Mit ihrem 54. abendfüllenden Spielfilm BAYMAX – RIESIGES ROBOWABOHU greifen die Disney-Animation-Studios erstmals auf ein Marvel-Comic als Vorlage zurück. Wie passend, dass der Mäusekonzern die Filmstudios des Comicgiganten vor einigen Jahren erst gekauft hat. Geht diese künstlerische Kollaboration auf, oder verderben zu viele Köche den Brei? Das und mehr verrate ich in meiner Kritik.
Der Plot
Hiro Hamada liebt Roboter über alles.

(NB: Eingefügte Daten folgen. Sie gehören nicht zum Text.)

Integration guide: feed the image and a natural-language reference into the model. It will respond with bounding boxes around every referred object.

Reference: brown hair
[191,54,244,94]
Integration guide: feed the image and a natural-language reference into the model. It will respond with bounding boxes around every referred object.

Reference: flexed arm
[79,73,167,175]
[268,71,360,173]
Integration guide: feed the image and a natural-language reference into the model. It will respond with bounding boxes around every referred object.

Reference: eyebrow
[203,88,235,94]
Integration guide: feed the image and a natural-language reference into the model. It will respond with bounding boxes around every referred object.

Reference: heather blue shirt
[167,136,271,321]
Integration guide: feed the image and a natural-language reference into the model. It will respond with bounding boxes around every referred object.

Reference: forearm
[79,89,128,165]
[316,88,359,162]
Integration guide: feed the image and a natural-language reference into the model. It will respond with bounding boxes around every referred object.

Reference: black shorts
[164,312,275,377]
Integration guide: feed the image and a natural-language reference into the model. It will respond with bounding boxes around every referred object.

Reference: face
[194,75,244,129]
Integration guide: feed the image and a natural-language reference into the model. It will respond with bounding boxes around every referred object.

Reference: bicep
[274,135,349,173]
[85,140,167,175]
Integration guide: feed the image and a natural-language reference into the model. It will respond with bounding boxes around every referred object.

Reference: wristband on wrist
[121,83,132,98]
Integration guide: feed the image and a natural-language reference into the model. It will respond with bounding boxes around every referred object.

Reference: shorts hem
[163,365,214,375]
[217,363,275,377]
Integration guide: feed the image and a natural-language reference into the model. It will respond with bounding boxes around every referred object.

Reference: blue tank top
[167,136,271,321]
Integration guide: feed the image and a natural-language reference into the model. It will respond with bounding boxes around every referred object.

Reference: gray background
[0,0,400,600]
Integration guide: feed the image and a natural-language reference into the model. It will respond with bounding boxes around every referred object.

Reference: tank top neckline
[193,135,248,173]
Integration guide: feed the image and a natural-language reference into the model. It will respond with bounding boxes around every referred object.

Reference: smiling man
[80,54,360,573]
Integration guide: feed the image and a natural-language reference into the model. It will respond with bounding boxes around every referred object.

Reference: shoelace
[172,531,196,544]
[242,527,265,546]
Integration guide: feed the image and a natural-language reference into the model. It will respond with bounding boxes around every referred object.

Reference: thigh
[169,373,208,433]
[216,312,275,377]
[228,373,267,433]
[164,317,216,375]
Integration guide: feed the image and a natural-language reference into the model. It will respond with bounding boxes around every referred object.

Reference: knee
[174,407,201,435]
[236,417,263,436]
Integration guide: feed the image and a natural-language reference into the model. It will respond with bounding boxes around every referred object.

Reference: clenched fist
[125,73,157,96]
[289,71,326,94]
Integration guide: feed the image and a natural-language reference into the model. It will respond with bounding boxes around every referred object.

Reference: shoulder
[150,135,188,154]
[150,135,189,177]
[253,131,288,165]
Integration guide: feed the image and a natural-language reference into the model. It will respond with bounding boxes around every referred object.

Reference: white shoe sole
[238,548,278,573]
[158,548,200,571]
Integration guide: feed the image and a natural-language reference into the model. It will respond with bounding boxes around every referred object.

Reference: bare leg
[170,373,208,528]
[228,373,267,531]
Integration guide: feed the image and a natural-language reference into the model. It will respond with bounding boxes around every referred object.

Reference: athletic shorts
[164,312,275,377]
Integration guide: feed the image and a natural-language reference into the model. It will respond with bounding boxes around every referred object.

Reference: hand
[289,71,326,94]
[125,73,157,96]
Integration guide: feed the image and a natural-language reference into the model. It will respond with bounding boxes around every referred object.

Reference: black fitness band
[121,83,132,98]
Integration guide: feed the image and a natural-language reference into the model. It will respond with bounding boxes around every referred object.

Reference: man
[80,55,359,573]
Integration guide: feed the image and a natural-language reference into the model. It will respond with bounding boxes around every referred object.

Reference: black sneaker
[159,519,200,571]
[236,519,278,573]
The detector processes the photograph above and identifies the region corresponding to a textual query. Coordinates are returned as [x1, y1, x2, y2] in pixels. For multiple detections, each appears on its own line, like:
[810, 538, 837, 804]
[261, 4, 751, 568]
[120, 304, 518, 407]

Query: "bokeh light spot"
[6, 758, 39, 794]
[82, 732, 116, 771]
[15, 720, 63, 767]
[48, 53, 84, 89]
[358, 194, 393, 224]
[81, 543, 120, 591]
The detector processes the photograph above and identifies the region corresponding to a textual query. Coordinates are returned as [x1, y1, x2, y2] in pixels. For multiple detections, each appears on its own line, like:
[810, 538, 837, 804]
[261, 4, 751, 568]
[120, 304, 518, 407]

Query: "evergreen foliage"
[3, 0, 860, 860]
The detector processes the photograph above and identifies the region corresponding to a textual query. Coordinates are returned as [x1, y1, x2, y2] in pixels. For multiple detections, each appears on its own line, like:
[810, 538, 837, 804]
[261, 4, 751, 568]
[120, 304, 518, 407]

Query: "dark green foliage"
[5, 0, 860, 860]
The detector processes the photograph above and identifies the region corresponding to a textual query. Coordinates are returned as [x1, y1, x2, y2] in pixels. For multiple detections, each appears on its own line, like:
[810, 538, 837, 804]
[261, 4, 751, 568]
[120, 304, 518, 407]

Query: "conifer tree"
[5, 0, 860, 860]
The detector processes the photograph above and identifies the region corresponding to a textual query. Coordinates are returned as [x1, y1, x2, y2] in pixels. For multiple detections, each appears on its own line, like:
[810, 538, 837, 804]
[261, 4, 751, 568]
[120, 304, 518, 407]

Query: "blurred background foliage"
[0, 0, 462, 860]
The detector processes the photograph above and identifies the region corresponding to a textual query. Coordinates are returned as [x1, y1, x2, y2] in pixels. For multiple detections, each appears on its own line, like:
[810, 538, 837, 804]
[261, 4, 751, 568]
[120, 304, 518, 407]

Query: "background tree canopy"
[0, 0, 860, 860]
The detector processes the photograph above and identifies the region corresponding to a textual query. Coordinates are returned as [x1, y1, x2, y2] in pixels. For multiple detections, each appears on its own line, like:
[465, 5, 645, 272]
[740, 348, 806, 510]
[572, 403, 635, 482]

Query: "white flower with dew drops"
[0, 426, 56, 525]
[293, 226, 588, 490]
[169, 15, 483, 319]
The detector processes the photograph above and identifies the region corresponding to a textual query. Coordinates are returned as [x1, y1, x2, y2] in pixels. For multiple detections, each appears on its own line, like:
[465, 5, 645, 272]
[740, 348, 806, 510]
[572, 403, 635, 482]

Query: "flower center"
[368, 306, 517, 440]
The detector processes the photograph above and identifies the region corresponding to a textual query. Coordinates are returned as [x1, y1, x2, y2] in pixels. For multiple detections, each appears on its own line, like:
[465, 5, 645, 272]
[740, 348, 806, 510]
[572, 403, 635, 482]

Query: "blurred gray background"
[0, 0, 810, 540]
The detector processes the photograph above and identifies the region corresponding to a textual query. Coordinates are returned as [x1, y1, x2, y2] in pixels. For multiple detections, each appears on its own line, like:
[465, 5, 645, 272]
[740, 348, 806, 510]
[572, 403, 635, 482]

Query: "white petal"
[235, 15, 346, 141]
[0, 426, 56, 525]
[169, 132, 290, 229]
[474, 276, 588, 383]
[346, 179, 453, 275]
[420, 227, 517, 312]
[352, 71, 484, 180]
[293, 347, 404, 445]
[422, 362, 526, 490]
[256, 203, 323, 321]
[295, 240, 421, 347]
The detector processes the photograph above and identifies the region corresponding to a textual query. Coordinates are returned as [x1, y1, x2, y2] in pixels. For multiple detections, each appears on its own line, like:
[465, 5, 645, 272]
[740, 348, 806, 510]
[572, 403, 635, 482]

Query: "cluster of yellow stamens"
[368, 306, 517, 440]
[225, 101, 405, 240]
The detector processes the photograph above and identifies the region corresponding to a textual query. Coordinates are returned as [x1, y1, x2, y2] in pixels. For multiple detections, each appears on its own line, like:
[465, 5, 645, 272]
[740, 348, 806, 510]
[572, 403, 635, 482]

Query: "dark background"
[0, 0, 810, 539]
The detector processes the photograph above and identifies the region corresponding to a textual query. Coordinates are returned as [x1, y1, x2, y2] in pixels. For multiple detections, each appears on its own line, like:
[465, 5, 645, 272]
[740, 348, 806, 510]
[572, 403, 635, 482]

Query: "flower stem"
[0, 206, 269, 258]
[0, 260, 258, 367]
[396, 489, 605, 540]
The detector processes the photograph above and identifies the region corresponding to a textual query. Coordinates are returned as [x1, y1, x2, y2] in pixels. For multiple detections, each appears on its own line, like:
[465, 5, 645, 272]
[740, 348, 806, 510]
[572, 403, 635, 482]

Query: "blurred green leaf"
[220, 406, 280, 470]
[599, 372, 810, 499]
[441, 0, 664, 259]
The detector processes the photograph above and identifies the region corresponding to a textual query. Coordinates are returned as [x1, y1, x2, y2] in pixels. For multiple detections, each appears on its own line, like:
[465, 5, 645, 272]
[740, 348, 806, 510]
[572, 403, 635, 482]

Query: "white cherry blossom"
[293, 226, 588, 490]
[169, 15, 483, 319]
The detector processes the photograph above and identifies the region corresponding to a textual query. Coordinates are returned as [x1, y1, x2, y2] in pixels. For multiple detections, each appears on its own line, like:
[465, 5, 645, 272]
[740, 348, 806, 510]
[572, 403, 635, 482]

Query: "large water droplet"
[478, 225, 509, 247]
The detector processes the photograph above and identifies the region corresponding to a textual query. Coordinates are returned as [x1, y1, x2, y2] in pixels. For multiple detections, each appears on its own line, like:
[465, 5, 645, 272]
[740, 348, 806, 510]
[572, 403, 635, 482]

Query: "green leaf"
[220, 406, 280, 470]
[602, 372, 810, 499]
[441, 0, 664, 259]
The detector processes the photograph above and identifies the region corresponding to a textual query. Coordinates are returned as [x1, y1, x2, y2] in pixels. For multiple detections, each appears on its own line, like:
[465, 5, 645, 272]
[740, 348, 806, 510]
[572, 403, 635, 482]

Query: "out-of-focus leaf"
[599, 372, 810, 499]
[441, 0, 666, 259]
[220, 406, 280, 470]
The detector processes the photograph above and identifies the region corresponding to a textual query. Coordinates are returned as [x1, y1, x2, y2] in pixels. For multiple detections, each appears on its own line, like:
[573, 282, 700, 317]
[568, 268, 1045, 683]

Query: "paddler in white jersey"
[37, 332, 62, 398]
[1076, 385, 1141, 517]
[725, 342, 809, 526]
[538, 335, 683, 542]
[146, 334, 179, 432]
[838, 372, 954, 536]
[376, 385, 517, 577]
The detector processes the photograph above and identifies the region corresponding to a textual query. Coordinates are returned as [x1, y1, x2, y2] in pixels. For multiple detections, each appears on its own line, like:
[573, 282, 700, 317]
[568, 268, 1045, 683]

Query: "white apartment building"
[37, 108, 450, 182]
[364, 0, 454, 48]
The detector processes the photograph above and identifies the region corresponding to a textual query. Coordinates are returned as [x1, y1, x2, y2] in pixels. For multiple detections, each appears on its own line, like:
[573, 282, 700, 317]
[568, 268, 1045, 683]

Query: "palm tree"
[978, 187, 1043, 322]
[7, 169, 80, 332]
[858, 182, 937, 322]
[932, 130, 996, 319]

Der talentierte Junge ist so verrückt nach ihnen, dass er mittlerweile in diesem Bereich in seiner Heimatstadt San Fransokyo einen gewissen Ruf hat. Selbst sein bester Freund Baymax ist ein Roboter – allerdings beeindruckt dieser zunächst mehr mit seiner imposanten Statur als mit seinem Können. Ziemlich tollpatschig, aber stets um das Wohl aller bemüht, steht er Hiro immer mit Rat und Tat zur Seite – ob der will oder nicht. Als sich in San Fransokyo etwas Mysteriöses anbahnt, überschlagen sich die Ereignisse und Hiro und Baymax werden vor die größte Herausforderung ihres Lebens gestellt. Zusammen mit ihrer ebenso begabten wie durchgeknallten Clique müssen sie zu einem echten Team werden und zeigen, was sie drauf haben, um die Stadt vor einer dunklen Bedrohung zu retten…
Kritik
Zwei einflussreiche Coups der vergangenen Jahre sorgten unter internationalen Filmfans gleichsam für Skepsis wie Frohlocken. Beide Male ist die einflussreiche Walt Disney Company darin involviert. 2009 kaufe der Mäusekonzern den Comicgiganten Marvel für über vier Milliarden Dollar, nur vier Jahre später wechselte die Filmschmiede Lucasfilm für einen ähnlich großen Betrag den Besitzer. Während Brancheninsider hinter diesen Millionengeschäften gern über die sich auftuenden Chancen fachsimpeln, schlugen nicht wenige Skeptiker des Familienfilmimperiums in die Kerbe derer, die in „Star Wars“ schon Micky Maus und in „The Avengers“ einen Gastauftritt von Peter Pan vermuteten. Auch, wenn es sich bislang nur erahnen lässt, dass in „Das Erwachen der Macht“ keinerlei Nebenrollen an Donald, Pluto und Co. vergeben werden, konnte insbesondere Marvel schon vielfach unter Beweis stellen, dass der Mutterkonzern Disney bei der Inszenierung diverser Comic-Actioner offenkundig erstaunlich wenig mitzureden hat. Der bislang einzige, eindeutige Querverweis der Marvel Studios in Richtung Zeichentrickklassiker ist und bleibt bislang der erste Trailer zum neues „Avengers“-Abenteuer „Age of Ultron“, in welchem unter Zuhilfenahme einer finsteren Remix-Version des berühmten „Pinocchio“-Songs „I’ve Got no Strings“ mit den Ähnlichkeiten zwischen dem titelgebenden Bösewicht und dem hölzernen Marionettenjungen kokettiert wird. Der neueste Streich der Disney-Animation-Studios ist daher nicht bloß deren 54. abendfüllendes Familienabenteuer, sondern auch eine Bewährungsprobe: Funktioniert die direkte Symbiose aus Marvel-Abenteuer und Animationsmärchen tatsächlich so, wie es sich Optimisten vorab ausmalten, oder sollen am Ende doch die Nörgler damit Recht behalten, dass Marvel und Disney einfach nicht zusammenpassen?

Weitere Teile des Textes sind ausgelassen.